Quantitative Mass Spectrometry Imaging by Targeted-DESI-MSI in MRM Mode Provides Higher Sensitivity and Specificity for Fast Quantification of Chloroquine Drug in Mice Kidney

Abstract

Quantitative mass spectrometry imaging (QMSI) is being applied for spatial quantification of drugs and metabolites using mass spectrometry imaging (MSI) tools. DESI-MSI is ideally suited to QMSI as a soft and ambient ionization technique. However, some challenging issues of QMSI include extraction efficiency, matrix effect, sensitivity, and specificity, which need to be addressed. Here, we applied targeted DESI-MSI in multiple reaction monitoring (MRM) mode for QMSI of chloroquine, an antimalarial drug, as a model in mice kidneys and carefully addressed those challenging issues. A triple quadrupole mass spectrometer coupled with a DESI source was used to quantify the chloroquine (transition m/z 320.2 → 247.1) drug. A deuterated internal standard chloroquine-d₅ (transition m/z 325.2 → 147.1), was used to normalize the data from pixel to pixel. A mimetic in-tissue model was employed to constract a calibration curve demonstrating good linearity (y = 0.0041x, R² = 0.9953) and precision (RSD < 15%).

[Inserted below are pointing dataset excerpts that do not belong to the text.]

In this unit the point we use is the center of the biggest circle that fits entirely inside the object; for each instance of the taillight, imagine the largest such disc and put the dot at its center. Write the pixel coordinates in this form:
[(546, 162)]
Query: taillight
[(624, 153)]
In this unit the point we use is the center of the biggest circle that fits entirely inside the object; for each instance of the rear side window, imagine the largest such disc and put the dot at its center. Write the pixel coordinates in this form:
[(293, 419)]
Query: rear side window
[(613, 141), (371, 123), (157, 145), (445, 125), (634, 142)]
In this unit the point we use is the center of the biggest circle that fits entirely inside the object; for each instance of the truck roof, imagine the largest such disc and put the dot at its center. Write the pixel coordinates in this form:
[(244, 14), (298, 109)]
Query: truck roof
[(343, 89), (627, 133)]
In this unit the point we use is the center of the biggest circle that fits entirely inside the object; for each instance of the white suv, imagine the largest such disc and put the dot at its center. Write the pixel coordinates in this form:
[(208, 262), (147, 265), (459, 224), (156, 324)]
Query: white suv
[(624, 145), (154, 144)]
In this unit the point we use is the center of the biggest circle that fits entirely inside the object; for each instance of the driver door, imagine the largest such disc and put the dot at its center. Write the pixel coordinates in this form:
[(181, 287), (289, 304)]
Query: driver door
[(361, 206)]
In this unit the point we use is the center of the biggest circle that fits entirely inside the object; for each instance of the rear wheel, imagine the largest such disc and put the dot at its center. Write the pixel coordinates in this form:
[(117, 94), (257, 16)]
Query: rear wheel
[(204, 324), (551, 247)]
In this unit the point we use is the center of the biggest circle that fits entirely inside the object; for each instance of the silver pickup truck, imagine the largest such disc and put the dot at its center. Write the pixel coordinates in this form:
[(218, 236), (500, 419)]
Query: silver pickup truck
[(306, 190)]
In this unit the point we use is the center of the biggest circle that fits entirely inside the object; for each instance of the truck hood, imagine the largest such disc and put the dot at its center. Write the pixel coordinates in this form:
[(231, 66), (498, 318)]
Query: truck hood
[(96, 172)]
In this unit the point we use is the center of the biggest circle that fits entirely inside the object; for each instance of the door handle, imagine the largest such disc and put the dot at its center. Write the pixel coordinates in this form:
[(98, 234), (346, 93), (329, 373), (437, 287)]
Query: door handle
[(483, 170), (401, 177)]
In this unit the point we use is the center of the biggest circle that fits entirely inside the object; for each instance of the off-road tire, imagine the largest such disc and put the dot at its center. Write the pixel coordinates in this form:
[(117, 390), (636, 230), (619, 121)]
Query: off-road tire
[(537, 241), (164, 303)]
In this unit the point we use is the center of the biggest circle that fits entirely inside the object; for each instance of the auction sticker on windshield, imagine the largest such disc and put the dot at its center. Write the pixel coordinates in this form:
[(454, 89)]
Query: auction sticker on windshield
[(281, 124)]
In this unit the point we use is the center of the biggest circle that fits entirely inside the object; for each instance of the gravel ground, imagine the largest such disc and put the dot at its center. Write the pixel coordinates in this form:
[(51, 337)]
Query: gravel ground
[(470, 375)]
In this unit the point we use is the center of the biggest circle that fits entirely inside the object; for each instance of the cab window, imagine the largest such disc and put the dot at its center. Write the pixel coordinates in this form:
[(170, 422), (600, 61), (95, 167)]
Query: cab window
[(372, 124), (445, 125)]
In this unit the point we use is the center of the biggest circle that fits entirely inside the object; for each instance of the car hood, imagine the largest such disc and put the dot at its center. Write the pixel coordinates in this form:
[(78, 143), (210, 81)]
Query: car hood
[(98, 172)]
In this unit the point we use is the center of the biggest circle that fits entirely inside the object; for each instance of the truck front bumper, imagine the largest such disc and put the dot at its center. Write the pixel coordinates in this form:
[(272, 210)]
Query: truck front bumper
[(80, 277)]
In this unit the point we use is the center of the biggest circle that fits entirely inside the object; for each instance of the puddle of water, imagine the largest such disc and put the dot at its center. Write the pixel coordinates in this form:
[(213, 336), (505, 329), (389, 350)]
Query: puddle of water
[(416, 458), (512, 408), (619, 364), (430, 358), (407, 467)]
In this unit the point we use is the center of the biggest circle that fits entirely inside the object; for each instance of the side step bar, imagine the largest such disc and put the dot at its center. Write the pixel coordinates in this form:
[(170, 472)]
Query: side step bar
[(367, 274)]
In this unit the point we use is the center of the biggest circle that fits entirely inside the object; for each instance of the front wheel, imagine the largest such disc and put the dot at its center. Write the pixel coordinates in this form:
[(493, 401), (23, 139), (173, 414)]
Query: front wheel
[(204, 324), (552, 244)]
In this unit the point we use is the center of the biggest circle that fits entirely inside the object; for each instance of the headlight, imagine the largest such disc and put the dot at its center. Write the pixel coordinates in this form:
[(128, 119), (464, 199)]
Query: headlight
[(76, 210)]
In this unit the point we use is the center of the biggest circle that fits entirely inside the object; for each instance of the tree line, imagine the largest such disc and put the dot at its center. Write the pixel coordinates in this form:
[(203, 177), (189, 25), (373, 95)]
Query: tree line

The calibration curve was validated by back-calculation, with results falling within acceptable ranges (accuracy error< ±15%). Finally, the dosed (30 mg/kg) chloroquine was quantified in three spatial regions (cortex, medulla, and pelvis) in the mice kidneys. The highest concentrations of chloroquine in the pelvis (399.85 and 436.28 ng/mg of kidney tissue at 30 and 60 min intervals) region is consistent with the previous report that a portion of the drug is eliminated from the kidney as unchanged forms. This study provides valuable insights into using DESI-MSI in MRM mode for the QMSI of drugs in biological tissues and will have implications for future research on pharmacology and toxicology.